RUNNING CONTAINERS WITH DATA

101010

nvcri.io/nvidia/tensorflow:18.02

/mnt/ssd/large_dataset/workspace/large_dataset

$ docker run –-rm –it nvcr.io/… -volume /mnt/ssd/large_dataset:/workspace/large_dataset

NVIDIA GPU CLOUDGPU-Accelerated Containers for Deep Learning, HPC, and HPC Visualization

Innovate In Minutes, Not Weeks

Run Anywhere

Comprehensive Library of GPU-Accelerated Containers

E8270 –INSIDE NVIDIA GPU CLOUD CONTAINERSon-demand.gputechconf.com/gtc-eu/2018/pdf/e8270... · 15...

Documents

Transcript of E8270 –INSIDE NVIDIA GPU CLOUD CONTAINERSon-demand.gputechconf.com/gtc-eu/2018/pdf/e8270... · 15...
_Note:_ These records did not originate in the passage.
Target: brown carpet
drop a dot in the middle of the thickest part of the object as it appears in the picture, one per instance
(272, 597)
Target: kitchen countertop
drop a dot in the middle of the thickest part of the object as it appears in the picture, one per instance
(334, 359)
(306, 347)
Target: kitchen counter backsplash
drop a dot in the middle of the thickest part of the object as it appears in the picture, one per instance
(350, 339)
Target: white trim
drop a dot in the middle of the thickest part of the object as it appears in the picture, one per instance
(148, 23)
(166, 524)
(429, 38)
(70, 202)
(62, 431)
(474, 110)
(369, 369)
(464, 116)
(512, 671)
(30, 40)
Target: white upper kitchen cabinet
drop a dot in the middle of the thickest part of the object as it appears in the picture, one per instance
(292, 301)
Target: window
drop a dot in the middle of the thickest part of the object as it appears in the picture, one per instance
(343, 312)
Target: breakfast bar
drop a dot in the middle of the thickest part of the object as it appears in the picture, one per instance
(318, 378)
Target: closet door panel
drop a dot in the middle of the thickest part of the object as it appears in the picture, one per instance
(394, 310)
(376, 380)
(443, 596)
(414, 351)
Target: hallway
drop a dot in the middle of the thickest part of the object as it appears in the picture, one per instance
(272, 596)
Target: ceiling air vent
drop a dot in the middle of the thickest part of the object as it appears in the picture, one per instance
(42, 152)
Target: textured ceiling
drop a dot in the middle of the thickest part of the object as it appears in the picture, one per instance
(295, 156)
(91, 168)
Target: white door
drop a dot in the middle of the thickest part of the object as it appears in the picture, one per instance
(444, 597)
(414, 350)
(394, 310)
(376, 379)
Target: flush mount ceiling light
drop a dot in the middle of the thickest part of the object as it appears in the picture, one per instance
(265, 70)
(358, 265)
Metro Katalog Akcija 18.08.-31.08.2011.D

Current Affairs Quiz 18.09 - Cranbourne School

DL210 short manual English from V1.00, 18.09

Clipping Sebrae 18.08

INDICACIONES PRESENTACION MINISTRA. 18.08 2015.pptx

18.09. bis Do, 21.09 - api.meleven.deapi.meleven.de/out/kodi/b7.6b.ed.KODi_KW38_K3_FINAL_interaktiv_01_62... · gesamtlänge 2,20 meter (ohne vase/deko.) 18.09. bis do, 21.09.17 alle

Reza fedayavatan 18.09

Teraz Rzeszów 18.08

Date : 18.09

Festival der Künste 18.08. - 25.08 - Arnsberg

18.09 au 08.10 2013

Keith percy 18.09

Alabama Office of EMSalabamapublichealth.gov/ems/assets/Operational...18.06 Medical Management of the Scene 18.07 Patient Rights and Refusal of Care 18.08 Time at the Scene 18.09 Cancellation/Slow

Lisa warth 18.09 morning rus

MITTWOCH, 18.08. - biomarkt-biotop.de

Lisa warth 18.09 afternoon

Richard semanda 18.09

Liste principale -Génie Informatique- Filière physique … · 1513089101 elamrazi nadia 18.09 1513098888 delmaki adnane 18.08 1513032843 tkarkib fatima 18.07 ... 1513152623 ahansal

Ponts & Chaussées Bertrange 18.09

Mercator Akcija Katalog 18.08.-11.09.2011.